ショート・ショート☆ストーリー3

ある日常の風景~東条雅の場合~

 この学校に通う切っ掛けになった原因は「椎名透」だった。

 そもそも、地方財閥の東条グループ総裁の御曹司である雅の通う学校は、私立の一貫校で、高校受験の必要などなかったのだ。なのに、わざわざ神奈川に住む祖父の家に間借りして、県立の公立高校を受験してまで、この学校を選んだのは「椎名透」という人物と同じ学校に通いたかったから・・・彼に近づき、彼のことをもっと知りたいと思ったからである。

 考えてみると怖い話である。ちょっとしたきっかけでストーカーと化している。

 たまたま外出中の車内で都内の道で見かけた、自分と同じ位の歳の少年が、怖そうな大人二人に怒鳴られて、どう見ても危険な雰囲気だったので警察に通報でもするべきか・・・と、悩んでいたところ、緊迫した空気が、なんだか和んできて、怖そうなおじさん二人がポンポンと少年の頭をたたき、何か、チョコレートみたいなものを少年に渡して、手を振って別れたのである。
 ただそれだけの光景だったのだが、雅はその後の彼の行動に目を見張った。

 その少年は、もらったチョコレートらしきものの紙をペリペリと剥がし、その場で食べ始めたのだ。食べながら鼻歌でも歌っていそうな様子で駅のほうへ歩いて行った。

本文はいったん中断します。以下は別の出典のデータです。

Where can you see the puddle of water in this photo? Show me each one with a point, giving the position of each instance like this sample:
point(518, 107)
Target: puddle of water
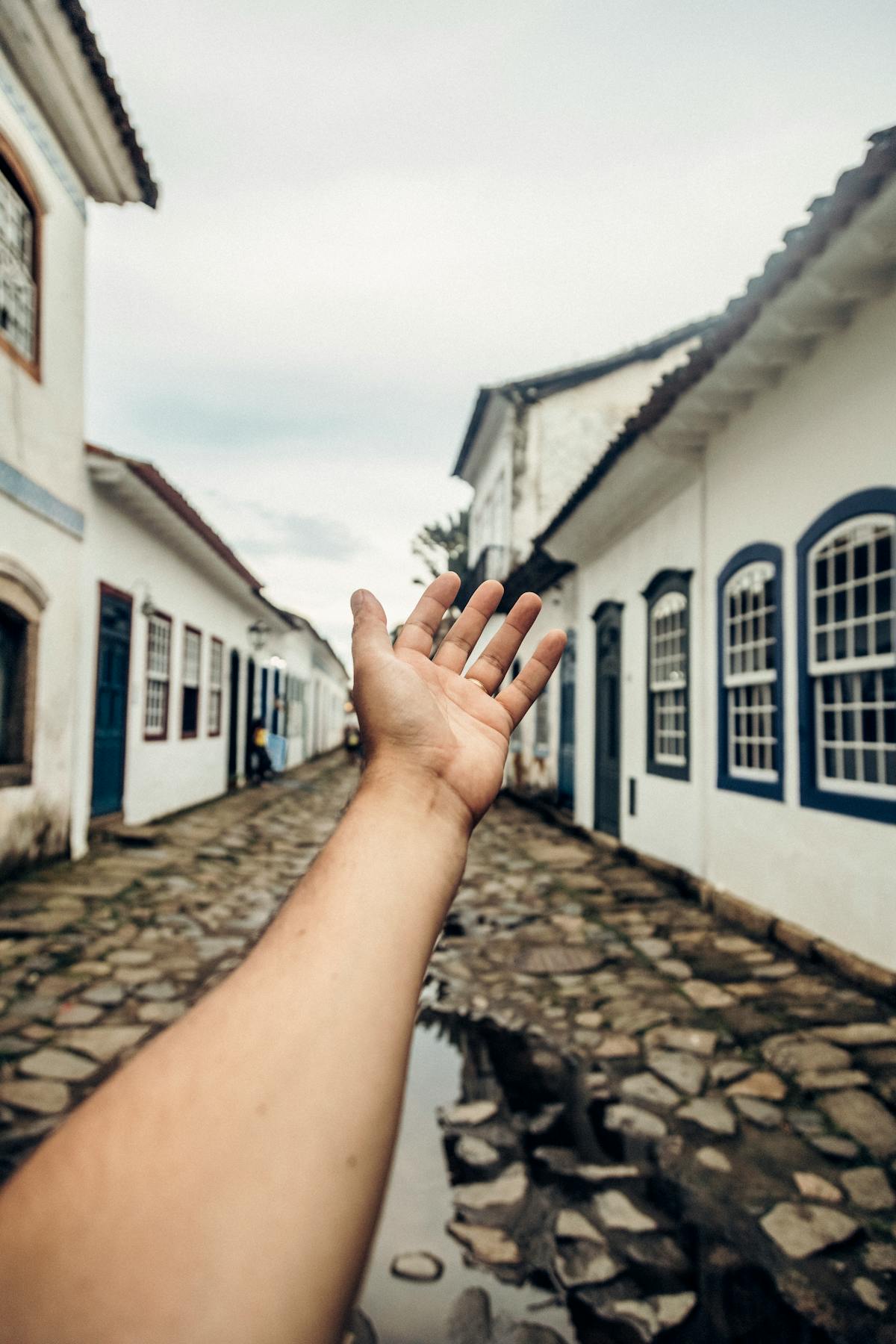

 (えっ?今怖い目に遭ってたんだよね・・・?)(あのヤクザっぽい人たちに怒鳴られてたよね?)(何があったかわからないけど・・・その人達から貰ったものを躊躇なく口にしちゃう?)(それも、いま?!)

 衝撃であった。そんな行動理念は習ってこなかった。東条の跡を継ぐものとして、行動心理学も学んできた。人を動かすために人を知らなければならないと言われて学校の授業にない科目も学んでいる。そのため、ある程度人の行動は予想が付くようになった。

 が・・・!予想外だった。そして、不思議だった。

 いったいなぜ、怒鳴られていたのか、何を言って和んだのか、なぜ、菓子をもらったのか?
 すごく不思議だった。そして興味が沸いた。

 (僕もまだまだですね。)
 十五にして、ある程度人心を掌握する力があると思っていた。周りの人も彼にはカリスマがあると評価している。自分の人生はこのまま父の会社を継ぐことになる未来しか見えていなかった。予測された将来。予定通りの人生。人間の行動には一定の法則があるから、未来は予測することができる。

 と、思ってきた。

「工藤さん。」雅は運転手兼ボディーガードの工藤に声を掛けた。

「あの少年の素性調べてもらえますか?どこの何者なのか・・・」
「・・・畏まりました。」工藤は何の疑問も問わず命令に承諾すると、車載カメラを少年に向け、向かった駅に車を回した。